One improvement here is that rather than modulating the TAN pause completely via an external and biophysically implausible mechanism the detection of the "uncertainty" is now more biophysical, however if I understood correctly the control of the TAN pause duration is still external and non-biophysical.

We apologize for the lack of clarity. We have indeed modeled the control of the TAN pause duration biophysically through the modulation of an accommodation current in TANs by coincident activation of Go units (AND pairs). The accommodation current corresponds to the after-hyperpolarization following the initial TAN burst, and which is thought to contribute to the TAN pause (Wilson and Goldberg, 2006). Thus Go activity accumulates during response selection, modulating accommodation currents, such that their effects on TAN firing are observable once the feedback-related TAN burst triggers the hyperpolarization. We have amended our Methods to clarify how the accommodation current works in the network and its biological basis.

This is a very complex model, yet it is not biophysically plausible. I have the feelings that the general concepts could be embedded in a much simpler model that would not obscure the main points in a mountain of details, on the other hand if it were truly biophysical it could be more directly compared to experimental results. Therefore, this is neither a clear lucid theory, nor a reasonable computational model.
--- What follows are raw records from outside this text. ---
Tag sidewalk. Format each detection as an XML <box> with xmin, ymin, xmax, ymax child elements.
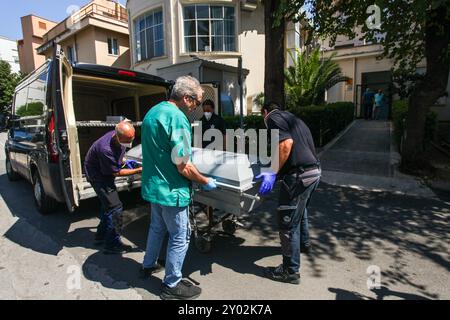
<box><xmin>320</xmin><ymin>120</ymin><xmax>435</xmax><ymax>198</ymax></box>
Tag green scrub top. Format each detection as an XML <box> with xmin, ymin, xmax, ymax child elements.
<box><xmin>141</xmin><ymin>101</ymin><xmax>192</xmax><ymax>207</ymax></box>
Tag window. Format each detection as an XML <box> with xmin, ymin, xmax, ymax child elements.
<box><xmin>14</xmin><ymin>70</ymin><xmax>48</xmax><ymax>141</ymax></box>
<box><xmin>67</xmin><ymin>46</ymin><xmax>76</xmax><ymax>63</ymax></box>
<box><xmin>134</xmin><ymin>9</ymin><xmax>164</xmax><ymax>62</ymax></box>
<box><xmin>183</xmin><ymin>4</ymin><xmax>236</xmax><ymax>52</ymax></box>
<box><xmin>108</xmin><ymin>38</ymin><xmax>119</xmax><ymax>56</ymax></box>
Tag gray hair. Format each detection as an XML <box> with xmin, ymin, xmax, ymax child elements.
<box><xmin>170</xmin><ymin>76</ymin><xmax>203</xmax><ymax>101</ymax></box>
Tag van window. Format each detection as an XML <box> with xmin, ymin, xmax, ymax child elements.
<box><xmin>15</xmin><ymin>71</ymin><xmax>48</xmax><ymax>142</ymax></box>
<box><xmin>14</xmin><ymin>87</ymin><xmax>28</xmax><ymax>139</ymax></box>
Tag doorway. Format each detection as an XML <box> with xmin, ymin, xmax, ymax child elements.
<box><xmin>356</xmin><ymin>71</ymin><xmax>393</xmax><ymax>120</ymax></box>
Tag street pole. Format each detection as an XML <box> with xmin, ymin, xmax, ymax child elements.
<box><xmin>238</xmin><ymin>57</ymin><xmax>244</xmax><ymax>129</ymax></box>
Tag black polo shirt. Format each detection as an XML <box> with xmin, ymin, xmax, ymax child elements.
<box><xmin>201</xmin><ymin>113</ymin><xmax>227</xmax><ymax>149</ymax></box>
<box><xmin>267</xmin><ymin>110</ymin><xmax>318</xmax><ymax>175</ymax></box>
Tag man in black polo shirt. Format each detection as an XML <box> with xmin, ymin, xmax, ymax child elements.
<box><xmin>201</xmin><ymin>100</ymin><xmax>227</xmax><ymax>149</ymax></box>
<box><xmin>257</xmin><ymin>103</ymin><xmax>321</xmax><ymax>284</ymax></box>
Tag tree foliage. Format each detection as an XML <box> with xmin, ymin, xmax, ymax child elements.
<box><xmin>275</xmin><ymin>0</ymin><xmax>450</xmax><ymax>172</ymax></box>
<box><xmin>285</xmin><ymin>49</ymin><xmax>349</xmax><ymax>106</ymax></box>
<box><xmin>277</xmin><ymin>0</ymin><xmax>450</xmax><ymax>72</ymax></box>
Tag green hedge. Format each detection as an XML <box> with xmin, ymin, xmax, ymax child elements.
<box><xmin>392</xmin><ymin>100</ymin><xmax>437</xmax><ymax>151</ymax></box>
<box><xmin>224</xmin><ymin>102</ymin><xmax>355</xmax><ymax>147</ymax></box>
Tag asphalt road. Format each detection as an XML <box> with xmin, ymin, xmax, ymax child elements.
<box><xmin>0</xmin><ymin>134</ymin><xmax>450</xmax><ymax>300</ymax></box>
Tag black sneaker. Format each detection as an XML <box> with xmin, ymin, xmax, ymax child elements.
<box><xmin>160</xmin><ymin>280</ymin><xmax>202</xmax><ymax>300</ymax></box>
<box><xmin>300</xmin><ymin>244</ymin><xmax>312</xmax><ymax>255</ymax></box>
<box><xmin>105</xmin><ymin>243</ymin><xmax>134</xmax><ymax>254</ymax></box>
<box><xmin>139</xmin><ymin>260</ymin><xmax>165</xmax><ymax>279</ymax></box>
<box><xmin>264</xmin><ymin>265</ymin><xmax>300</xmax><ymax>284</ymax></box>
<box><xmin>94</xmin><ymin>234</ymin><xmax>105</xmax><ymax>245</ymax></box>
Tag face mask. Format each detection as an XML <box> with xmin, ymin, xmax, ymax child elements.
<box><xmin>205</xmin><ymin>112</ymin><xmax>212</xmax><ymax>121</ymax></box>
<box><xmin>120</xmin><ymin>142</ymin><xmax>133</xmax><ymax>149</ymax></box>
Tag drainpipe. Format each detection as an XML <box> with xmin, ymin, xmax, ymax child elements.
<box><xmin>352</xmin><ymin>58</ymin><xmax>356</xmax><ymax>118</ymax></box>
<box><xmin>238</xmin><ymin>56</ymin><xmax>244</xmax><ymax>129</ymax></box>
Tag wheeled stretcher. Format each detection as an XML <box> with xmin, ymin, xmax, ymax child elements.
<box><xmin>127</xmin><ymin>146</ymin><xmax>261</xmax><ymax>253</ymax></box>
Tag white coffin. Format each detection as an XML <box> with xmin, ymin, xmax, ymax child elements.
<box><xmin>127</xmin><ymin>146</ymin><xmax>260</xmax><ymax>215</ymax></box>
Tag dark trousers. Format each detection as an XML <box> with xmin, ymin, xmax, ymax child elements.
<box><xmin>364</xmin><ymin>104</ymin><xmax>373</xmax><ymax>120</ymax></box>
<box><xmin>278</xmin><ymin>174</ymin><xmax>320</xmax><ymax>273</ymax></box>
<box><xmin>90</xmin><ymin>181</ymin><xmax>123</xmax><ymax>248</ymax></box>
We take the reviewer’s concerns about model complexity and parsimony seriously. Although we maintain that the more complex network is useful – it represents a self-consistent theory about corticostriatal network function that also comprises many previously explored effects which have been repeatedly tested in the literature, including the roles of D1 and D2 neurons in learning and choice incentive, the role of the subthalamic nucleus in online modulation of decision threshold, etc, and now adds the role of the TANs within this network. We feel that cumulative science – building on prior work – is important for modeling. Nevertheless, we appreciate the point that some of the basic functions of the TANS could be captured in a simpler model which does not require all of these dynamics. Although we had already previously included the Bayesian interpretation of the network, which is much simpler, we now supplement this higher level normative description with an intermediate algorithmic RL model, building on our previously described opponent actor learning (OpAL) model which was designed specifically to summarize the functional properties of the neural network in learning and choice. We show that the OpAL model shows the same tradeoffs in learning and reversal as a function of how much the actor weights accumulate, with TANs acting to modulate the decay rate of these actor weights.

These simulations show that the TAN effects can be summarized with a single parameter, and that varying this parameter with model uncertainty produces the same performance benefit shown in the neural network, and is also paralleled by analogous changes in actor weights. We hope this simplified depiction will appeal to readers who prefer this level of description.

However, we still believe the complexity in the neural network is useful, over and beyond the above issues related to coherency of a theory of basal ganglia. For example, in the OpAL model, we are unable to directly simulate the well-understood properties of muscarinic receptors. We are able to summarize their effects, but only because we have observed these effects in the more complex neural network in which we are able to directly simulate biophysical properties. The network does make simplifying assumptions that leaves it more biophysically detailed than most striatal RL models but still less biophysically detailed than some other networks that focus on spike timing etc. The level of modeling afforded by our network allows us to ask questions about behavioral dynamics while still incorporating relevant biophysical detail. As such, the three models we have included in the paper addresses the role TANs play in feedback-based learning at different levels of analysis, with the Bayesian learner providing a computational description of the reversal learning problem, the neural network providing a biological implementation and the actor-critic model summarizes the algorithm implemented by the network.